Curvestone AI raises $4M seed to fix the "compound error problem" in regulated AI workflows
December 4, 2025
Curvestone AI, the London-based workflow automation platform for regulated industries, has raised $4 million (around £3 million) in seed funding led by MTech Capital, with participation from Boost Capital Partners, D2 Fund and Portfolio Ventures.
The company is going after a problem that has quietly capped real-world adoption of generative AI in regulated work: when individual AI steps run at 98% accuracy and get chained across a dozen operations, end-to-end accuracy can drop to 30–40%. In compliance, legal review or mortgage suitability work, that is not a tolerable trade-off.
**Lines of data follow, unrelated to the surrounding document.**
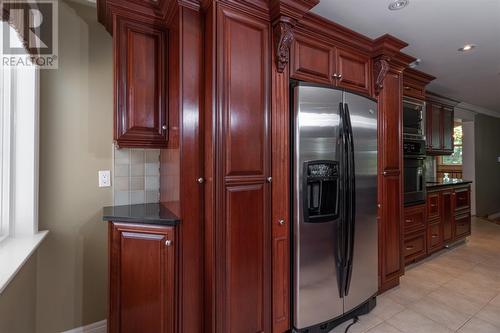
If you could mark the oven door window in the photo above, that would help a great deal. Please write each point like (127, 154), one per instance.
(414, 175)
(412, 119)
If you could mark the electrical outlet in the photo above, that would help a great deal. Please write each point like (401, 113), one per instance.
(104, 178)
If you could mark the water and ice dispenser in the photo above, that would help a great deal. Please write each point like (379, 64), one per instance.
(321, 191)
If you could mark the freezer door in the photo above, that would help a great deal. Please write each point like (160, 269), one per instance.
(316, 119)
(364, 279)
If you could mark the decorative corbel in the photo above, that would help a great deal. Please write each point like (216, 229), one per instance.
(380, 69)
(283, 38)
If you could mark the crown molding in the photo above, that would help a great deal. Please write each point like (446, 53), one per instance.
(418, 76)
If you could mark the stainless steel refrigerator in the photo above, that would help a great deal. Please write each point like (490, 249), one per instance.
(335, 267)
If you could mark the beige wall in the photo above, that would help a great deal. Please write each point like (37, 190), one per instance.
(76, 141)
(18, 301)
(487, 150)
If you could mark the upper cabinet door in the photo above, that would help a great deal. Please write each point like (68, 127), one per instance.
(434, 127)
(312, 61)
(243, 226)
(140, 50)
(448, 125)
(353, 71)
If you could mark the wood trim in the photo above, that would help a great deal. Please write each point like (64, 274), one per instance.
(283, 38)
(280, 170)
(380, 70)
(191, 168)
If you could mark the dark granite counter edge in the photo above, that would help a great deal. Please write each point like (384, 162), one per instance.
(461, 183)
(152, 214)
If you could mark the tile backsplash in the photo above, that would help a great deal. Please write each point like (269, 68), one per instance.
(430, 168)
(136, 176)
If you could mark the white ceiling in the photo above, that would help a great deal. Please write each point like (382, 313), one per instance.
(434, 30)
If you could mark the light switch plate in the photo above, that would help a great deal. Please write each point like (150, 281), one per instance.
(104, 178)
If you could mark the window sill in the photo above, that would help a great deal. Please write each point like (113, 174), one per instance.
(14, 252)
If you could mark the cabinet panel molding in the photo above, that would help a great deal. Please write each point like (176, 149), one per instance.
(140, 52)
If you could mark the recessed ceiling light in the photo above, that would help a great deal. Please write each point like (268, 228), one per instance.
(398, 4)
(467, 47)
(415, 63)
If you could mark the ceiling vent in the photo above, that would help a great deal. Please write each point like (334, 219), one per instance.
(398, 4)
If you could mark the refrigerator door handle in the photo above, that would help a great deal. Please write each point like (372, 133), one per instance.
(341, 225)
(351, 200)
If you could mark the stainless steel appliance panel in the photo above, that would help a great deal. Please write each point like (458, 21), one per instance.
(316, 294)
(364, 281)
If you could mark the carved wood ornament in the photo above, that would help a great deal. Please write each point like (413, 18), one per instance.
(283, 38)
(380, 69)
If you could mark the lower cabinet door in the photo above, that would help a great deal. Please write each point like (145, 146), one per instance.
(434, 236)
(415, 246)
(447, 215)
(462, 226)
(142, 279)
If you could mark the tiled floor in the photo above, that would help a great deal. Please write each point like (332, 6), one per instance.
(456, 290)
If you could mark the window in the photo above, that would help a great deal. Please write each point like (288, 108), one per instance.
(18, 149)
(19, 235)
(5, 150)
(456, 157)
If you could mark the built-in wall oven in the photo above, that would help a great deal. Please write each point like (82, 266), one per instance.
(413, 118)
(414, 171)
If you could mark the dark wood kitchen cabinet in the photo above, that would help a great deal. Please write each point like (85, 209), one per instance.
(239, 230)
(142, 278)
(447, 214)
(140, 60)
(415, 235)
(315, 61)
(442, 221)
(440, 124)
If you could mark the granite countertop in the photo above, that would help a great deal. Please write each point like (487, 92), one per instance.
(440, 182)
(151, 213)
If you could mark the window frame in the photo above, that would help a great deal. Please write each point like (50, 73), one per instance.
(441, 158)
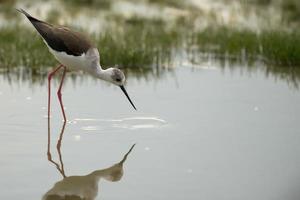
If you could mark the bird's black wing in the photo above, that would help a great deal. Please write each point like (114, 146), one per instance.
(60, 39)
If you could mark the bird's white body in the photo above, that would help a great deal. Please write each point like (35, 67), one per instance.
(74, 52)
(87, 62)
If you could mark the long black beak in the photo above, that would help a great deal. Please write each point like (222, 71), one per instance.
(123, 89)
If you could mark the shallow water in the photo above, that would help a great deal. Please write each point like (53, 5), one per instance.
(200, 133)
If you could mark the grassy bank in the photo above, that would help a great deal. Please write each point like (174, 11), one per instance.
(280, 48)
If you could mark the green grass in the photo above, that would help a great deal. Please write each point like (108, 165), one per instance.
(274, 47)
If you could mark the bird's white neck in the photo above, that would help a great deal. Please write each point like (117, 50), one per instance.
(104, 74)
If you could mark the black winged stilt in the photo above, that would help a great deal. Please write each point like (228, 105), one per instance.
(75, 52)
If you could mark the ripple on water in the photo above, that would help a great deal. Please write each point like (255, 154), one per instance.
(130, 123)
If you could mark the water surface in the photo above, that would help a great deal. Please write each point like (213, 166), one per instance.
(200, 133)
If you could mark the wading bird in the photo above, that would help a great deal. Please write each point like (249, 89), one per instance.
(74, 52)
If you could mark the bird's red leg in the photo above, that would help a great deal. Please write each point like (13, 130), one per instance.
(49, 86)
(59, 93)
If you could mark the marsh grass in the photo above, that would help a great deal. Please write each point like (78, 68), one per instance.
(279, 48)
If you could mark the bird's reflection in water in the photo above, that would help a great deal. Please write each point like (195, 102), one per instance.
(80, 187)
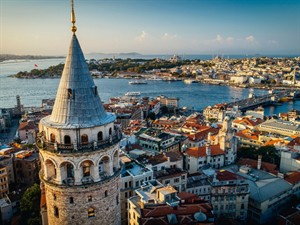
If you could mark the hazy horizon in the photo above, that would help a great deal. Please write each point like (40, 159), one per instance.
(152, 27)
Curvestone calls this the "compound error problem" and has built its platform around solving it.
The product is model-agnostic and slots into existing CRMs, document management systems and loan origination tools rather than asking teams to migrate. Users configure multi-step workflows with human-in-the-loop review and audit-ready outputs. The company is ISO 27001-certified and works across legal, financial services and insurance. Co-founder Breanna Yen leads on data strategy alongside brothers Dawid Kotur (CEO) and Sebastian Kotur (CPO), who previously ran AI automation programmes at PwC, Metro Bank and GKN.
Curvestone reached profitability before raising any outside capital and grew revenue seven-fold in the twelve months leading up to the round. The platform now processes billions of tokens each quarter. Customers include Stephenson Harwood, Browne Jacobson and Walker Morris — where service agreement reviews have gone from four hours to fifteen minutes — along with mortgage network Pivotal Growth, which is moving from spot-checking around 10% of cases to reviewing all of them across its twenty advice teams.
Kevin McLoughlin, partner at MTech Capital, is joining the board. The fresh capital will go on product development and go-to-market expansion, with a focus on extending the library of validated workflows and deepening integrations with the systems regulated teams already run on. The longer-term pitch is to become the dependable automation layer for agentic AI in sectors where getting it wrong is expensive.